Financial innovation creates value for the broader economy rather than primarily redistributing existing wealth toward those sophisticated enough to extract it while creating systemic risks that are eventually socialized through bailouts and monetary policy. Convenient because it justifies the complexity that generates fees, protects proprietary trading strategies from regulatory scrutiny, and frames rent extraction as productive activity.
Banker compensation reflects the genuine market value of scarce talent rather than the capture of regulatory and legislative processes that protect incumbent institutions from competition, limit liability, and provide implicit government guarantees that allow banks to take risks they could not take if they bore the full consequences of their failures. Convenient because it converts politically constructed advantages into natural market outcomes while justifying compensation levels that would be difficult to defend on any other grounds.

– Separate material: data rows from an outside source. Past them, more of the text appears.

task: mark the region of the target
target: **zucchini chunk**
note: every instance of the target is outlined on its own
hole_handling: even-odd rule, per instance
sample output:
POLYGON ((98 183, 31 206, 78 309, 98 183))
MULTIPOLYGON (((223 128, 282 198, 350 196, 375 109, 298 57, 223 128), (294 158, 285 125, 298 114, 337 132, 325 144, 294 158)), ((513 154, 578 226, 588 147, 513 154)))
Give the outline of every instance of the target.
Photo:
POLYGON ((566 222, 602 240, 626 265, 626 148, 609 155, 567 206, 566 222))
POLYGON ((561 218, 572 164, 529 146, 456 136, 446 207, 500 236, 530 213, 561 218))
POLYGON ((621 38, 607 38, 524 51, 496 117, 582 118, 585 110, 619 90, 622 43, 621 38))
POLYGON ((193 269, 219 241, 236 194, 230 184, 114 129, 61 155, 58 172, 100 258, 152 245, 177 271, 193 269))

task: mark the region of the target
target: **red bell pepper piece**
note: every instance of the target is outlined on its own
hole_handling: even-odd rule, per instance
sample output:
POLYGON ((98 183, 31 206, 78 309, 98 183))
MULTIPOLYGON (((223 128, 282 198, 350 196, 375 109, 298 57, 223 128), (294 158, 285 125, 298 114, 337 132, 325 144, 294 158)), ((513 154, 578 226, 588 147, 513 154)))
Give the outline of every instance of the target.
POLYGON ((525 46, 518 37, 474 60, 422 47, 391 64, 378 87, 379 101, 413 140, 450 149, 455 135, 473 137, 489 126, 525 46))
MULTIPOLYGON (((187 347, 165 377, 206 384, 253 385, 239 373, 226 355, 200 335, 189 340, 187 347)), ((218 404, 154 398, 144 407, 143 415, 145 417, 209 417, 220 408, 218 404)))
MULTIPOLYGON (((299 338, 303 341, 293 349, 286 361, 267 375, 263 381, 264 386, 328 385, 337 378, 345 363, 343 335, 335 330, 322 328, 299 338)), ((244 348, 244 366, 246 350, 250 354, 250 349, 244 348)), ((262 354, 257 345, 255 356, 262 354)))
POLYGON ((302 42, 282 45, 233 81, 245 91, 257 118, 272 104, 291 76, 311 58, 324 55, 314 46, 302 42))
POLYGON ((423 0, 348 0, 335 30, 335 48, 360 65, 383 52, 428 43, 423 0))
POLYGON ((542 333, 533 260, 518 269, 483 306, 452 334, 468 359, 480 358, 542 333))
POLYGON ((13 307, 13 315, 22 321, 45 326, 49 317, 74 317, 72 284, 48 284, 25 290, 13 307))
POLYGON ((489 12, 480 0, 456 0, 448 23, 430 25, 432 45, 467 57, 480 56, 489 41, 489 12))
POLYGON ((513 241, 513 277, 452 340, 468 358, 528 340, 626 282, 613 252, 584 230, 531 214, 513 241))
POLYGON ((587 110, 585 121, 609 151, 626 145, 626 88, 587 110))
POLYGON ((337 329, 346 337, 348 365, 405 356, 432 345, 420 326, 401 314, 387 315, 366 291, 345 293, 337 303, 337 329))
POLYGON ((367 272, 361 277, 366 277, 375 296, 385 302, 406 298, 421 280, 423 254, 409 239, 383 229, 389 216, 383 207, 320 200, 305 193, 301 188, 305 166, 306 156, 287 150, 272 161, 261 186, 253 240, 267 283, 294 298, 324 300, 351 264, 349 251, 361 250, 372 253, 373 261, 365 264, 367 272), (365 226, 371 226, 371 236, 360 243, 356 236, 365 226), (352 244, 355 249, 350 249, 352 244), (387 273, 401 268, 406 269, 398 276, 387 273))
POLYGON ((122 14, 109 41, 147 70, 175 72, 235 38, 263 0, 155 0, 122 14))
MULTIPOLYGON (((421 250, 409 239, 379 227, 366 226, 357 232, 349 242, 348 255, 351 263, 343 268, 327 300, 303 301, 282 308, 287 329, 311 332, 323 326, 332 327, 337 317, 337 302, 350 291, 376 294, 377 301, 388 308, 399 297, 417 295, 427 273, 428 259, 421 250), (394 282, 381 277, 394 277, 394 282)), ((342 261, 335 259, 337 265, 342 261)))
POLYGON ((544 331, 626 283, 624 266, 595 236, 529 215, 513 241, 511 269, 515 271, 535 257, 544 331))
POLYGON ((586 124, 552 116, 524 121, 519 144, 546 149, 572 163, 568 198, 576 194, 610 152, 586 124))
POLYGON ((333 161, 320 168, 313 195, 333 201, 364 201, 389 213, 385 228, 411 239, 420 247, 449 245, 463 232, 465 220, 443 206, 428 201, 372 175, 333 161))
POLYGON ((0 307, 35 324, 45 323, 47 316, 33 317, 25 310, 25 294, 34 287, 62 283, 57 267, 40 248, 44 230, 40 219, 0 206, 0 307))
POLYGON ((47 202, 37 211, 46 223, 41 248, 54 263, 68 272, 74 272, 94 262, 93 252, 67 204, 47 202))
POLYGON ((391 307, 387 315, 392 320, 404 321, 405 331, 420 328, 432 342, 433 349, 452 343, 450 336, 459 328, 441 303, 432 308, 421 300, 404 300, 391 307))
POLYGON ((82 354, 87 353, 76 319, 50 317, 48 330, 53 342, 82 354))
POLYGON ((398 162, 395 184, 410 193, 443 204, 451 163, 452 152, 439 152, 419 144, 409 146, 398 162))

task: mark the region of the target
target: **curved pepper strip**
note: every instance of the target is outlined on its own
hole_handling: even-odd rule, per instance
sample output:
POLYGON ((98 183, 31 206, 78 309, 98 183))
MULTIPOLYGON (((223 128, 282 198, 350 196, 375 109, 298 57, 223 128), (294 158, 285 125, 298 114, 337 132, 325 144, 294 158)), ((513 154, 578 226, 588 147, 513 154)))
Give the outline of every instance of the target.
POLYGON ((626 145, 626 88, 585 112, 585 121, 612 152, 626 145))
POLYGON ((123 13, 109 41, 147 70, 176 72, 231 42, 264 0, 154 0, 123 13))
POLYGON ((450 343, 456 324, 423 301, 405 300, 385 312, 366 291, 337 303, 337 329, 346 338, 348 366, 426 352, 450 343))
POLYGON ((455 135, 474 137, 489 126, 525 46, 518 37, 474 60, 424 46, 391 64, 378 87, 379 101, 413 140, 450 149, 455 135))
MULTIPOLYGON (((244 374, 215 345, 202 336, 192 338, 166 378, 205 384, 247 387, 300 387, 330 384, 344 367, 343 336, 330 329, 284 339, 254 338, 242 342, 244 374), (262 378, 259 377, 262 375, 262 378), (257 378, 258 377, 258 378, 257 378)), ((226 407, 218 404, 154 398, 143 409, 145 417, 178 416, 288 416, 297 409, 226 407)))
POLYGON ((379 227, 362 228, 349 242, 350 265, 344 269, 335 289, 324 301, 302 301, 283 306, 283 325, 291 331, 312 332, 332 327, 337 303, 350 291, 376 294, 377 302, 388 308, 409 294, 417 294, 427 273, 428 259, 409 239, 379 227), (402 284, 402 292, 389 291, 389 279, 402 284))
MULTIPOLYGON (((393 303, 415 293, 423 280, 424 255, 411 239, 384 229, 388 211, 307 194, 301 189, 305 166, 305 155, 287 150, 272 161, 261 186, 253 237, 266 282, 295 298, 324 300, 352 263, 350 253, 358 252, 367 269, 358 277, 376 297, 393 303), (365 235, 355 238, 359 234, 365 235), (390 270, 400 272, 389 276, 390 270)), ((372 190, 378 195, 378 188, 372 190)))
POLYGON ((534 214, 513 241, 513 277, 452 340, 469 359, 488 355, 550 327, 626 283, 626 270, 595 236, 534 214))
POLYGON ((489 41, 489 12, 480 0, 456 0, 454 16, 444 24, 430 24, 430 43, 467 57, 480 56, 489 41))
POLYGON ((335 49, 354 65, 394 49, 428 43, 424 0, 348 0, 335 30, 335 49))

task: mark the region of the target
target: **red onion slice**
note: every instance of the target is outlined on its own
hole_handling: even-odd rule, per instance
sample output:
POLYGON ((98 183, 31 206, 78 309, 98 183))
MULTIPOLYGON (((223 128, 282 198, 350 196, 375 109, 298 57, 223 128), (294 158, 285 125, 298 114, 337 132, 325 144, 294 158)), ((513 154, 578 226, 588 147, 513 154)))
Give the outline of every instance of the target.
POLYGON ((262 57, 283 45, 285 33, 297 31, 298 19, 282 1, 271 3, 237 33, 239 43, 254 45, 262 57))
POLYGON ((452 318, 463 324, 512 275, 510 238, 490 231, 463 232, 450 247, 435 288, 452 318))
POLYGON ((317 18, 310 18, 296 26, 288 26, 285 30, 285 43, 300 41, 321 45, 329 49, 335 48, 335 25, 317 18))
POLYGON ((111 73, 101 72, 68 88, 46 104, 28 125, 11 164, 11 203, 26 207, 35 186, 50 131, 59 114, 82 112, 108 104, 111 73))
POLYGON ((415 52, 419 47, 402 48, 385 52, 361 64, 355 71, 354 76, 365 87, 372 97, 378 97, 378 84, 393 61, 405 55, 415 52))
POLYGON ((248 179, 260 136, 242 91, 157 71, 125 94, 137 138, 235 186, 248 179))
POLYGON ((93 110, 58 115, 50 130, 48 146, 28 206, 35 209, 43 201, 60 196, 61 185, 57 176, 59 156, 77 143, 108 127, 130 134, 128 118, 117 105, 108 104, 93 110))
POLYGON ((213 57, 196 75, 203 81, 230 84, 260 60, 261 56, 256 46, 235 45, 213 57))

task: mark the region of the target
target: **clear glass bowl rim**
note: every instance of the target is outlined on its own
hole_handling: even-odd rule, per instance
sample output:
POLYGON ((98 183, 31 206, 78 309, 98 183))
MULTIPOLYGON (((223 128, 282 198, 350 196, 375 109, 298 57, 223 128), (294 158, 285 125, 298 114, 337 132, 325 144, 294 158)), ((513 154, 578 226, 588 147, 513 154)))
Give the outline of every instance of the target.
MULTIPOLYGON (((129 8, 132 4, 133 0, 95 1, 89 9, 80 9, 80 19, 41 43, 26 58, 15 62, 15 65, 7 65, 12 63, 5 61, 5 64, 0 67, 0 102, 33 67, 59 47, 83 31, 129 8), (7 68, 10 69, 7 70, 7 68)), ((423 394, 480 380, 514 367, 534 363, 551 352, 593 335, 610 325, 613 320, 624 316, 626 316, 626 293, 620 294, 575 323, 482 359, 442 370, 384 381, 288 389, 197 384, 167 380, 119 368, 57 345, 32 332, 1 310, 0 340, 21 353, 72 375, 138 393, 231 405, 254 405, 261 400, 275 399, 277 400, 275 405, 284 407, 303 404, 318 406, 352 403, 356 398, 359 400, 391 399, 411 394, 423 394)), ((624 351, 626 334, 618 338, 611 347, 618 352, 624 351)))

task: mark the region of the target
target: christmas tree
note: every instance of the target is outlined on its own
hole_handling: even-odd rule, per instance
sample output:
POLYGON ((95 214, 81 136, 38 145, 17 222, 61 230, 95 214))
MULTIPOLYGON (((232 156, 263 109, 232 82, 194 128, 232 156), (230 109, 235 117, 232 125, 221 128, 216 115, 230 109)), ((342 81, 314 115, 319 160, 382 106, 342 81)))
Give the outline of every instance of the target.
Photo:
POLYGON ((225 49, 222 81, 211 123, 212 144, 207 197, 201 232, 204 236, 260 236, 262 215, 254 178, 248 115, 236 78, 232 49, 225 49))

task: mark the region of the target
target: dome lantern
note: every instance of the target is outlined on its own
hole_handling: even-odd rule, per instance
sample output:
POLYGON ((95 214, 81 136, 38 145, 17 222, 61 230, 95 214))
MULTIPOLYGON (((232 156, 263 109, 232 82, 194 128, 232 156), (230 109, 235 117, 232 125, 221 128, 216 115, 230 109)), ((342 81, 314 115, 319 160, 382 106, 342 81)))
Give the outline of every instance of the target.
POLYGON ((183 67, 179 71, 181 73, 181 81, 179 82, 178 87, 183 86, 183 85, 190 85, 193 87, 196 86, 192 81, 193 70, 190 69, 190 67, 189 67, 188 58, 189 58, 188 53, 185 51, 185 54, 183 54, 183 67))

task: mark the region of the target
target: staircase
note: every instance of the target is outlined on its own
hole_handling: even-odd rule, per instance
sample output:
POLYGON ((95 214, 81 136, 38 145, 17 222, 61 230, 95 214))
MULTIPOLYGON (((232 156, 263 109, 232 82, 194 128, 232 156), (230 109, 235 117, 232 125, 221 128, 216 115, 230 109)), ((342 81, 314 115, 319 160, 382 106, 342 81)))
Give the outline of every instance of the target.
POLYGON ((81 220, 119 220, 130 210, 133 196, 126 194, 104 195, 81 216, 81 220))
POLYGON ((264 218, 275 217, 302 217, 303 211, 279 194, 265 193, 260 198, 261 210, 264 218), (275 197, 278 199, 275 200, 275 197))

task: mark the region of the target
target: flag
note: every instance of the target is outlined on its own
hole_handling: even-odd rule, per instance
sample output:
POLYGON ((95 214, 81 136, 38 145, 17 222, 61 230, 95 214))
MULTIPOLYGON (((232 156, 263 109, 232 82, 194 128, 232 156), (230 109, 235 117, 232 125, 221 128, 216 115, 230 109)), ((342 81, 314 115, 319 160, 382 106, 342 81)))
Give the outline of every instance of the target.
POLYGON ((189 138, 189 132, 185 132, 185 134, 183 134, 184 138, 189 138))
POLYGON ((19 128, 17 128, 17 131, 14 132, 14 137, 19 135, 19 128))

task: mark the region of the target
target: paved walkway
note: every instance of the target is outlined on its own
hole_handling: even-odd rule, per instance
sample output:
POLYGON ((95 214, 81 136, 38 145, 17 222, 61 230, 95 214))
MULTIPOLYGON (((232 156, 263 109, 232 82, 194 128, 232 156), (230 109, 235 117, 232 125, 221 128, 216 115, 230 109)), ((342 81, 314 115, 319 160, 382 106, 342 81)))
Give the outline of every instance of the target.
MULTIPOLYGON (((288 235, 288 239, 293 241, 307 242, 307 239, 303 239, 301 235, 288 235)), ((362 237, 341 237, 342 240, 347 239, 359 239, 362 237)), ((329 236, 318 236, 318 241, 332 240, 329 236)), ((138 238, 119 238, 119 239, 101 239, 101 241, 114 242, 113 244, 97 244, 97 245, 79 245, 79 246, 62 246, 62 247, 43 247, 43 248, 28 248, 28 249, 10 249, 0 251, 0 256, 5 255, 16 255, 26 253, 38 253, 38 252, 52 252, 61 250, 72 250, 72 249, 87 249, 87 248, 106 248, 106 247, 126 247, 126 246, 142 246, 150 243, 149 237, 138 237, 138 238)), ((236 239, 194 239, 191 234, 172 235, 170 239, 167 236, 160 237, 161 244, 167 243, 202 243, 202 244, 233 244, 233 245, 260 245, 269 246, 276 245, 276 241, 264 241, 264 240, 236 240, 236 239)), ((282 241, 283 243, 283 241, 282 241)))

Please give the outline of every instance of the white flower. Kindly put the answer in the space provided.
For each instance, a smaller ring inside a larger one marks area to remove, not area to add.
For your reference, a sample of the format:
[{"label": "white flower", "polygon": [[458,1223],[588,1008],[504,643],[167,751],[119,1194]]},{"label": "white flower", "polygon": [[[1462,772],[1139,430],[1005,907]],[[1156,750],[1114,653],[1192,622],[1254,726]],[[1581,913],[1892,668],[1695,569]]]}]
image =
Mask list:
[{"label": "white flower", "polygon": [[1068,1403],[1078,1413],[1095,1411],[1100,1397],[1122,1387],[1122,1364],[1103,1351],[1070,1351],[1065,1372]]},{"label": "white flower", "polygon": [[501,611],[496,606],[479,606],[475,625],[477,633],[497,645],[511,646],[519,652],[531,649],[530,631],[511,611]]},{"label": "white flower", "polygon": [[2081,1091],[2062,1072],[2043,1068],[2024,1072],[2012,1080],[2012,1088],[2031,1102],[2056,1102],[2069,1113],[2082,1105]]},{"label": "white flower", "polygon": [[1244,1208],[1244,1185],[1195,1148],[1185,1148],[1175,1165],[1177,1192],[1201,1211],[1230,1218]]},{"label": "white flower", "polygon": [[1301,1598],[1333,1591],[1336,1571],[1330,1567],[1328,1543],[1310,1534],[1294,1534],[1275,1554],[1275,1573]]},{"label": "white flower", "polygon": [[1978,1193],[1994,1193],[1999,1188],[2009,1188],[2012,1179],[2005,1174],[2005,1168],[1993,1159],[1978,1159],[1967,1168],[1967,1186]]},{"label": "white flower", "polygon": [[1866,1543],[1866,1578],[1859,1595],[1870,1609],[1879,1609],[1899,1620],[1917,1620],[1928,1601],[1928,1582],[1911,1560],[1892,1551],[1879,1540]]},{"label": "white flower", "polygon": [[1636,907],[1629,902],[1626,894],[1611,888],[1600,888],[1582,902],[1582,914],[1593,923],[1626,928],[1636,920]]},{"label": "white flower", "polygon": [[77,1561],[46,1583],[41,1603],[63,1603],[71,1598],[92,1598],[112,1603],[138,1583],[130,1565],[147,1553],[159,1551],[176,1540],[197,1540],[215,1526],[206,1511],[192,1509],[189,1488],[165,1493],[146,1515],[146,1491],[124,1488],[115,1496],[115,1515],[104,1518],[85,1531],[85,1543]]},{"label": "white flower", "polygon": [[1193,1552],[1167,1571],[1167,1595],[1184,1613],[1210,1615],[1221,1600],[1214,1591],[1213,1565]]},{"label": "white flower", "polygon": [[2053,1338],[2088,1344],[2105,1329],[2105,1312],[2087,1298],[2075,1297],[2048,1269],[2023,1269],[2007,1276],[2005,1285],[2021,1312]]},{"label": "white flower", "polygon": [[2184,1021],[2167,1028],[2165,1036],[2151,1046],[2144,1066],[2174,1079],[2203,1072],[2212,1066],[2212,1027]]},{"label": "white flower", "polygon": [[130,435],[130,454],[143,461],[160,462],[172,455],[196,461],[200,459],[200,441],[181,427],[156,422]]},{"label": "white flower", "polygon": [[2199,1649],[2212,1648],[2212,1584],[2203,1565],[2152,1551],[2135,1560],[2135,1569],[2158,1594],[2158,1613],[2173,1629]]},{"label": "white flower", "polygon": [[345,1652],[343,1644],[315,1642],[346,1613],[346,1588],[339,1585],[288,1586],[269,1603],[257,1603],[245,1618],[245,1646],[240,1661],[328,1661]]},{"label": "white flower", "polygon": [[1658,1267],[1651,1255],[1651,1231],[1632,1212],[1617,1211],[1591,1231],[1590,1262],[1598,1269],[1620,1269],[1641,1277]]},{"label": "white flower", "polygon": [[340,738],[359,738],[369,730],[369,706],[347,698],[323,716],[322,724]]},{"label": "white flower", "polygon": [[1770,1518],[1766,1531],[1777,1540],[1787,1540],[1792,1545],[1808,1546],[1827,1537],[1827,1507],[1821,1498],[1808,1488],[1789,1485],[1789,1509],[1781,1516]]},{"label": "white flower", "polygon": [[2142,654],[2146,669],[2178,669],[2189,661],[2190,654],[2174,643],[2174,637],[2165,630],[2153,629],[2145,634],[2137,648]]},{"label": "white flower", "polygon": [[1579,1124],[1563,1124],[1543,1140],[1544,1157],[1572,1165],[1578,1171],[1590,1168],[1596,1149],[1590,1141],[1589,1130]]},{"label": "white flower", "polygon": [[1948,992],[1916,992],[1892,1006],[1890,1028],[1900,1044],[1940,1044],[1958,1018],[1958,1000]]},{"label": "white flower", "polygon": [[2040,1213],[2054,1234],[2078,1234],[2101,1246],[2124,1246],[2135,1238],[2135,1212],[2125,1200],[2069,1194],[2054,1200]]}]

Too big to fail is a problem that post-2008 reforms have substantially addressed rather than a permanent feature of a financial system whose largest institutions have grown larger since the crisis, whose resolution mechanisms remain untested, and whose implicit government guarantee is if anything more credible now than it was before taxpayers demonstrated their willingness to absorb catastrophic losses. This belief allows bankers to oppose further regulation while the structural conditions that produced the crisis remain intact.
Lending decisions based on algorithmic credit scoring are more objective and less discriminatory than relationship-based lending. Convenient because algorithms are opaque, difficult to challenge legally, and encode the historical patterns of discrimination that relationship lending produced while providing plausible deniability for their discriminatory outcomes and eliminating the human judgment that might occasionally deviate from profit-maximizing behavior in ways that serve community needs.
Banks are engines of small business formation and community economic development rather than institutions that have systematically withdrawn from small business and community lending as those activities became less profitable relative to trading, fee generation, and mortgage securitization. This belief sustains the political legitimacy banks need to maintain their regulatory relationships while community development lending remains a small fraction of total activity performed largely to satisfy regulatory requirements rather than as a genuine business priority.
Financial literacy education would meaningfully reduce the harm consumers experience from complex financial products if people simply understood what they were buying. Convenient because it locates the problem in consumer ignorance rather than in the deliberate complexity of products designed to obscure their true costs, the information asymmetry between sophisticated institutional sellers and retail buyers, and the sales incentive structures that reward moving product regardless of suitability.
Proprietary trading, market making, and other activities that generate conflicts of interest with clients are necessary components of the full service banking model that ultimately benefits clients through liquidity and price discovery. This frames activities that primarily benefit the bank at the client’s expense as services to the client, converting a conflict of interest into a value proposition while the evidence that these activities serve clients as well as they serve the bank remains conveniently unexamined.
Regulatory compliance costs harm smaller banks and community lenders more than large institutions, so simplified regulation would democratize banking. Convenient because large banks deploy this argument to oppose regulations they find burdensome while the actual effect of most deregulation has been to accelerate consolidation, eliminate community banks, and concentrate the industry further in institutions whose size was itself the original regulatory concern.
The 2008 crisis was caused by government housing policy, specifically the Community Reinvestment Act and the GSEs, rather than by the private label securitization machine, the rating agency failures, the leverage that bank holding companies built outside regulated entities, and the systemic risk that bankers created while collecting fees for distributing it to investors who did not understand what they were buying. This belief has been substantially contradicted by the empirical record but survives because it converts banker culpability into government failure and has been institutionalized by think tanks whose funding comes from the financial industry.
Banks serve a social function as intermediaries between savers and borrowers that justifies their privileged regulatory status, access to the Federal Reserve’s balance sheet, deposit insurance, and implicit too big to fail guarantees. Convenient because it invokes the genuine social value of financial intermediation to justify a much broader set of activities, subsidies, and protections that have little to do with connecting savers to borrowers and much to do with proprietary risk-taking, fee extraction, and regulatory arbitrage that the social function framing was never meant to cover.